While writing another post, a question came up about the philosophy of Concrete ML: how would you recommend setting up the data preprocessing?

In your examples, the encrypted model takes as input the same dimensions that were used to train the model in plaintext. This looks fine but in practice, you often do transformation on the raw data. Hence, the local data is usually transformed on the Inference server before calling the ML model. I wonder whether this question already came up in your discussions: should this transformation (e.g. a PCA or a one-hot encoding) be done by the “encryptor” on its plaintext data (i.e. to directly encrypt the transformed data) or by the “model holder” using FHE?.
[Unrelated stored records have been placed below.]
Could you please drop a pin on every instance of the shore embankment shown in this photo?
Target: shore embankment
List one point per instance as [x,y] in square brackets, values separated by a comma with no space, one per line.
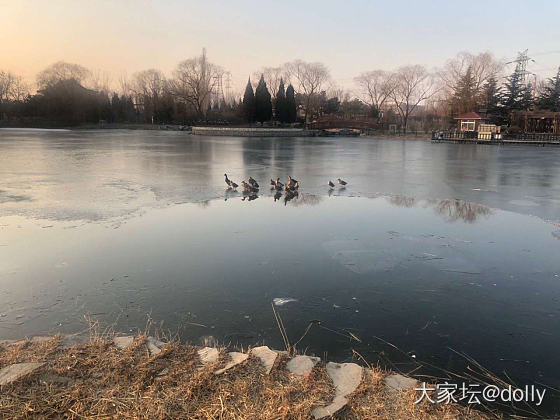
[143,377]
[254,132]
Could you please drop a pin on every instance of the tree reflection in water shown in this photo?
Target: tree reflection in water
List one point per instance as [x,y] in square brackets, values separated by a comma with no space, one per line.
[450,209]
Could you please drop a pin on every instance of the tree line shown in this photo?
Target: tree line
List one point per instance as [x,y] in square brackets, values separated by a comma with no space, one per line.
[299,91]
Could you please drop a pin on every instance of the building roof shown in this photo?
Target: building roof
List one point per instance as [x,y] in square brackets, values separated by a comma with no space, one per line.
[470,116]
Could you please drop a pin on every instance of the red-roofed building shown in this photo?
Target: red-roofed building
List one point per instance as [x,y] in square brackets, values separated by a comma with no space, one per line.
[470,121]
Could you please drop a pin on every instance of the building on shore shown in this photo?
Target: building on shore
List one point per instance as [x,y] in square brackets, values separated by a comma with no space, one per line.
[471,121]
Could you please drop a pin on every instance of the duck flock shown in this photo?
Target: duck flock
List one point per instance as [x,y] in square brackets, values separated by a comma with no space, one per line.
[290,188]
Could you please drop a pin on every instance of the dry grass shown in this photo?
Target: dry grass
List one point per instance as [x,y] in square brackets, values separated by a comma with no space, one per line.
[97,380]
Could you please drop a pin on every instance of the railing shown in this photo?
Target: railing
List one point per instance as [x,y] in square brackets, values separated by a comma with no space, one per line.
[473,136]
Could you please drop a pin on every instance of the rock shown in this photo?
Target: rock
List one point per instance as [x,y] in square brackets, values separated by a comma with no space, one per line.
[123,342]
[154,346]
[208,341]
[399,382]
[266,356]
[302,365]
[346,377]
[14,372]
[236,358]
[208,355]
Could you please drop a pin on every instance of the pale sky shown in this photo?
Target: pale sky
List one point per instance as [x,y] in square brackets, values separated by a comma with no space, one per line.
[243,36]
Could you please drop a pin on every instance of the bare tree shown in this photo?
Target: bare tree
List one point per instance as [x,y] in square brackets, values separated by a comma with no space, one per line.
[309,79]
[413,84]
[99,80]
[125,85]
[149,87]
[62,71]
[375,87]
[482,67]
[194,82]
[12,87]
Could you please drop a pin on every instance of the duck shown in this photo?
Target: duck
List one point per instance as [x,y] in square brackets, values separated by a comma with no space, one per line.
[253,182]
[231,185]
[248,188]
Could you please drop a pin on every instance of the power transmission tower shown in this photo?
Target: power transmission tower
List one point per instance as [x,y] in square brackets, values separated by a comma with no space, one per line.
[228,88]
[219,90]
[522,61]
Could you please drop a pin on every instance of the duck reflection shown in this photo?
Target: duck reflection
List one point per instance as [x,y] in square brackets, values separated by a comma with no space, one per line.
[249,196]
[230,194]
[290,195]
[306,200]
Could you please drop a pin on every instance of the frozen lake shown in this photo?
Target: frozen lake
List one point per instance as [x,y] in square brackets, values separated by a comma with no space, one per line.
[431,247]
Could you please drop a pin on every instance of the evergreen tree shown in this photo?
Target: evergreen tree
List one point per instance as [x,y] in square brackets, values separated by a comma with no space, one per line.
[550,97]
[490,100]
[291,106]
[465,96]
[280,104]
[263,105]
[249,103]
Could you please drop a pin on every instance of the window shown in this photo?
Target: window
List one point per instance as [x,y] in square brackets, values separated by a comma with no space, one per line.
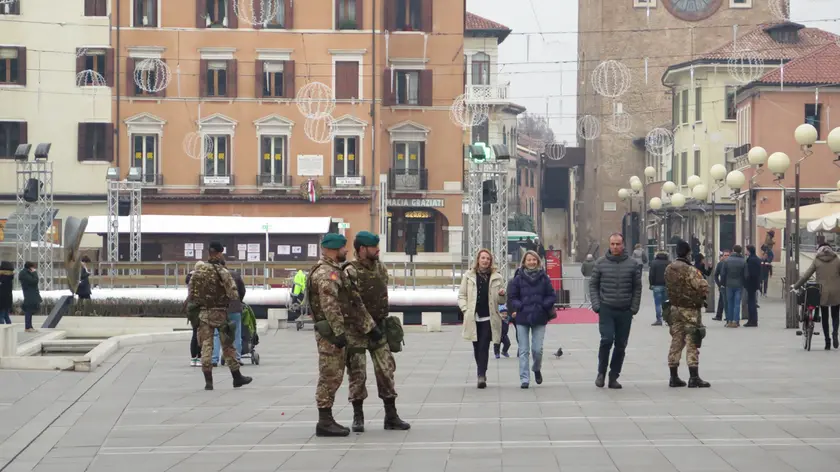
[408,87]
[346,80]
[12,134]
[813,117]
[348,14]
[218,161]
[13,66]
[145,13]
[345,150]
[96,142]
[144,155]
[96,7]
[481,69]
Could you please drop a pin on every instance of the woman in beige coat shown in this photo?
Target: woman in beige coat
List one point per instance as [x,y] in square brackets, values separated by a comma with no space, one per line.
[482,291]
[827,267]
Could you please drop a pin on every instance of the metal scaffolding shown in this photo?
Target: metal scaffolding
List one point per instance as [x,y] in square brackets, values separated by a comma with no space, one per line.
[34,219]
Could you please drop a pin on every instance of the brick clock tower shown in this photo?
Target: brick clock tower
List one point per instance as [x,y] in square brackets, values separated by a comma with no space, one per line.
[647,36]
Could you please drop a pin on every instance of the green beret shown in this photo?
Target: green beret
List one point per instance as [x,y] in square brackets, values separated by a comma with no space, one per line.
[333,241]
[366,238]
I did not used yet Concrete ML so I may miss some details about its philosophy, sorry about that. Thank in advance for your answer!

Hi !

Indeed that’s a discussion we had. Currently, the assumption is that the preprocessing is done on the client machine before encrypting the data. However, we are working on making Concrete ML and Concrete Numpy interoperate smoothly such that a PCA or other transformations could be applied on the server side, right before the model, in FHE. Note that this could impact the final accuracy of the model as now we are applying the preprocessing in the quantized realm (with 8bits of precision max) rather than in full precision (fp32).

So, for now, I would rather advise doing the preprocessing on the client machine when possible. When we will unlock more bits of precision for our FHE computation, we will naturally allow any preprocessing to be done on the server side.